Answers
-------
1. Both are weight initialization techniques that attempt to normalize the initial weights of a NN. The purpose 
  of it is to speed training and prevent vanishing and exploding gradients. This problem is due to the large variance
  between inputs and outputs of layers which these weight initialization techniques attempt to fix.

2. No, this would defeat the purpose of the initialization. The network won't be able to learn since there will be 
  no variability between the weight values - no breaking symmetry. This means that all neurons will always output
  the same weights (symmetry) which will be equivalent to training a network with a single neuron per layer.

3. It's ok to initialize bias to 0. Does not make a difference.

4. Depending on the problem and the other techniques used for training:
  - Sigmoid and TanH
    * Since these are sensitive to vanishing gradients, it's important to use them with batch normalization.
    * Also, they are more expensive to compute, therefore, they could slow down larger networks
  - ReLU
    * Fast but has the risk of creating dead neurons (their input is less than zero and they output 0).
    * Leaky ReLU fixes this problem
    * Good for smaller networks
  - Swish
    * Good activation function for larger networks

5. If we set the momentum hyperparameter b closer to 1, the momentum of previous weights will get taken into account more.
  It will put less emphasis on the current weight updates. This can make the weight updates to accumulate speed to the point
  that it overshoots the minimum.

6. 3 ways to produce a sparse model:
  - l1 regularization
  - Dropout
  - ??

7. Dropout does slow down training (usually by a factor of 2). No effects on inference as long as we do the dropout
  scaling during training (we can also do it during inference). In MC, inference is affected as well.

In [79]:
import tensorflow as tf
import numpy as np
import matplotlib.pyplot as plt

In [52]:
# Load the CIFAR-10 dataset
(X_train, y_train), (X_test, y_test) = tf.keras.datasets.cifar10.load_data()

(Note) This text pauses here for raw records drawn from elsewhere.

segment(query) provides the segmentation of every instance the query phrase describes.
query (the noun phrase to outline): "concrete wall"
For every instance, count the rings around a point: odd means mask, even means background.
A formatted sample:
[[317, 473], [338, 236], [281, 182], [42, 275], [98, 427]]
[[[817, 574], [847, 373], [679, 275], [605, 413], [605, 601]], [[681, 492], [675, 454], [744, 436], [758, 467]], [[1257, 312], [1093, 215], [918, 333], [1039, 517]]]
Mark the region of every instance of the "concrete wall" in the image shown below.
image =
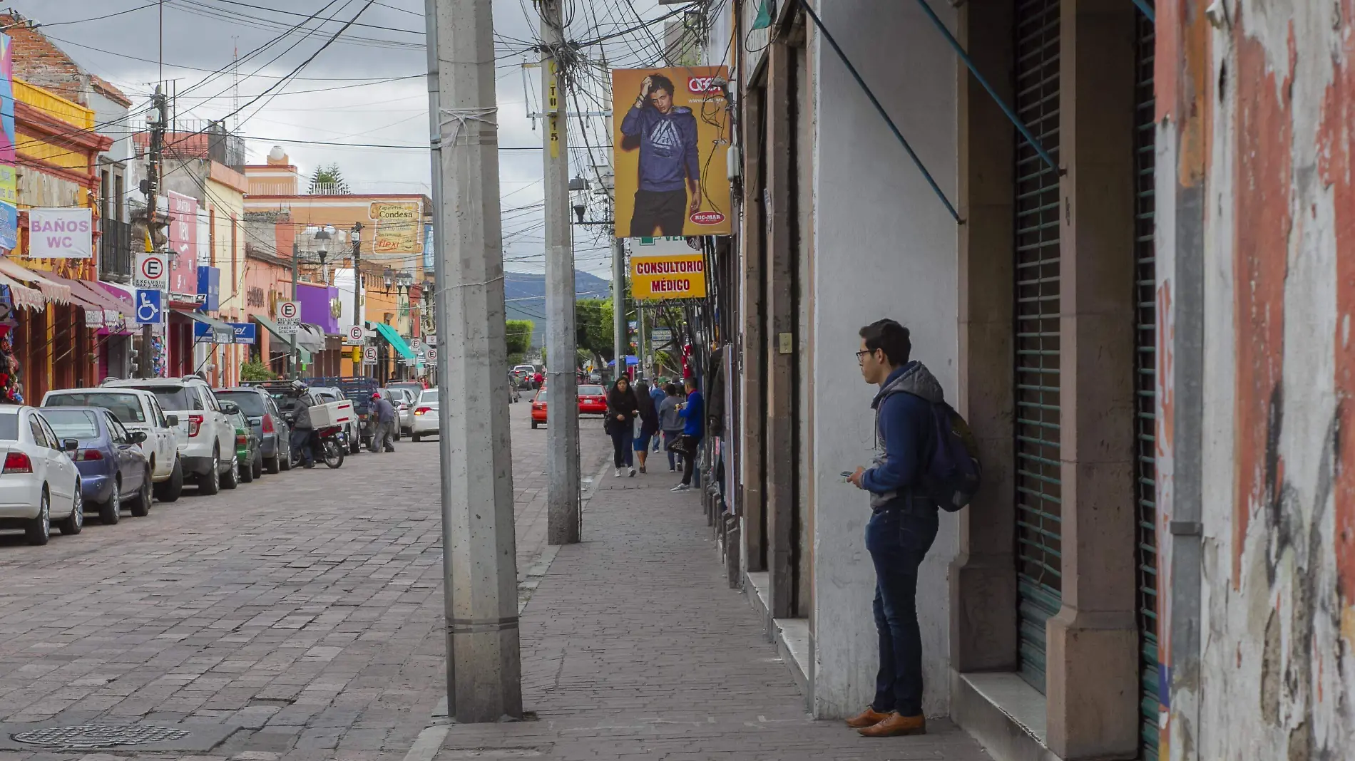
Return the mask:
[[[934, 4], [947, 23], [954, 12]], [[835, 0], [825, 26], [904, 137], [954, 200], [955, 70], [950, 46], [912, 3]], [[817, 81], [814, 157], [814, 712], [859, 711], [877, 669], [864, 546], [870, 508], [839, 471], [870, 462], [874, 387], [852, 359], [858, 330], [892, 317], [913, 333], [913, 356], [957, 393], [957, 225], [829, 46], [810, 32]], [[928, 715], [948, 708], [947, 566], [955, 521], [940, 532], [919, 578]]]
[[[1175, 485], [1199, 479], [1203, 536], [1198, 586], [1164, 580], [1165, 739], [1172, 758], [1347, 758], [1355, 3], [1229, 1], [1215, 24], [1205, 3], [1182, 5], [1159, 4], [1159, 203], [1175, 234], [1173, 268], [1159, 269], [1173, 318], [1161, 362], [1202, 352], [1203, 375], [1168, 375], [1159, 431]], [[1182, 303], [1190, 265], [1203, 282], [1202, 349], [1180, 339], [1198, 311]], [[1196, 380], [1203, 394], [1179, 406]], [[1173, 439], [1190, 418], [1203, 427], [1199, 460], [1194, 441]], [[1186, 497], [1165, 517], [1190, 520]], [[1192, 643], [1183, 632], [1196, 616]]]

# Normalize the pixel values to a range between 0 and 1
X_train, X_test = X_train / 255.0, X_test / 255.0

### Exercise 8.a

In [77]:
def build_dnn_model(input_shape, num_hidden_layers, num_neurons_hidden, 
                    output_num, optimizer, loss, use_batch_norm=False, use_dropout=False):
  model = tf.keras.models.Sequential()
  model.add(tf.keras.layers.Flatten(input_shape=input_shape))
  
  for i in range(num_hidden_layers):
    model.add(tf.keras.layers.Dense(num_neurons_hidden, kernel_initializer="he_normal"))
    if use_dropout and num_hidden_layers - i < 3:
      model.add(tf.keras.layers.Dropout(rate=0.25))    
    if use_batch_norm: 
      model.add(tf.keras.layers.BatchNormalization())    
    model.add(tf.keras.layers.Activation("swish"))

  if use_batch_norm: 
    model.add(tf.keras.layers.BatchNormalization())

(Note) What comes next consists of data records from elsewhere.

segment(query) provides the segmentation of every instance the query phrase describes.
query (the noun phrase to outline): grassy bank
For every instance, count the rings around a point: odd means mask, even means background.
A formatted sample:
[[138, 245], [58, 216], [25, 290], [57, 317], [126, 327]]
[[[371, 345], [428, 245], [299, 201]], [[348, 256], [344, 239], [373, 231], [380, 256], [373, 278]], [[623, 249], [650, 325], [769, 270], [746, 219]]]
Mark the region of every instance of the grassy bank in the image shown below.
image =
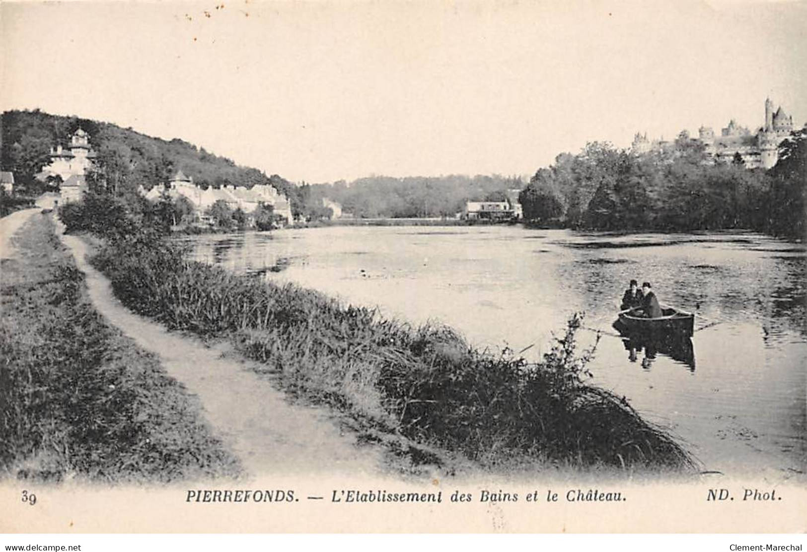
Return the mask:
[[334, 407], [415, 461], [439, 462], [445, 453], [490, 467], [692, 466], [626, 402], [586, 383], [577, 316], [541, 362], [528, 363], [475, 349], [449, 328], [412, 327], [188, 261], [156, 232], [105, 236], [93, 262], [129, 308], [172, 329], [232, 339], [287, 391]]
[[198, 403], [93, 309], [50, 217], [34, 215], [15, 244], [0, 284], [0, 477], [237, 475]]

  model.add(tf.keras.layers.Dense(output_num, activation="softmax"))
  model.compile(optimizer=optimizer, loss=loss, metrics=["accuracy"])

  return model

def fit_dnn_model(model, X_train, y_train, epochs=20, validation_split=0.2, callbacks=[]):
  return model.fit(X_train, y_train, 
            epochs=epochs, 
            validation_split=validation_split, 
            callbacks=callbacks)



### Exercise 8.b

In [69]:
input_shape = list(X_train.shape[1:])
optimizer = tf.keras.optimizers.legacy.Nadam()
model = build_dnn_model(input_shape, 20, 100, 10, optimizer, "sparse_categorical_crossentropy")

early_stopping_cb = tf.keras.callbacks.EarlyStopping(patience=5, restore_best_weights=True)
model_checkpoint_cb = tf.keras.callbacks.ModelCheckpoint("my_cifar10_model", save_best_only=True)

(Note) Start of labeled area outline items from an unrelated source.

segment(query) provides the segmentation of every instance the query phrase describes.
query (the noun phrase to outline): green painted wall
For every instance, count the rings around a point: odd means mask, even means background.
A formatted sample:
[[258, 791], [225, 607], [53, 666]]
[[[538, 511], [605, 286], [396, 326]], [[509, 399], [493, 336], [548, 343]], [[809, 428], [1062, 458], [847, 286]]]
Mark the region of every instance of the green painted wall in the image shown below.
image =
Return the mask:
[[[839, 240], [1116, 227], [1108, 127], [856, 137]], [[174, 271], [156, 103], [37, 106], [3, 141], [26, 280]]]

history = fit_dnn_model(model, X_train, y_train, epochs=20, validation_split=0.2, callbacks=[early_stopping_cb, model_checkpoint_cb])

Epoch 1/20


INFO:tensorflow:Assets written to: my_cifar10_model/assets


Epoch 2/20


INFO:tensorflow:Assets written to: my_cifar10_model/assets


Epoch 3/20


INFO:tensorflow:Assets written to: my_cifar10_model/assets


Epoch 4/20


INFO:tensorflow:Assets written to: my_cifar10_model/assets


Epoch 5/20


INFO:tensorflow:Assets written to: my_cifar10_model/assets


Epoch 6/20
Epoch 7/20
Epoch 8/20
Epoch 9/20


INFO:tensorflow:Assets written to: my_cifar10_model/assets


Epoch 10/20
Epoch 11/20
Epoch 12/20
Epoch 13/20


INFO:tensorflow:Assets written to: my_cifar10_model/assets


Epoch 14/20
Epoch 15/20
Epoch 16/20


INFO:tensorflow:Assets written to: my_cifar10_model/assets


Epoch 17/20
Epoch 18/20
Epoch 19/20
Epoch 20/20


### Exercise 8.c

In [73]:
input_shape = list(X_train.shape[1:])
optimizer = tf.keras.optimizers.legacy.Nadam()
model = build_dnn_model(input_shape, 20, 100, 10, optimizer, "sparse_categorical_crossentropy", use_batch_norm=True)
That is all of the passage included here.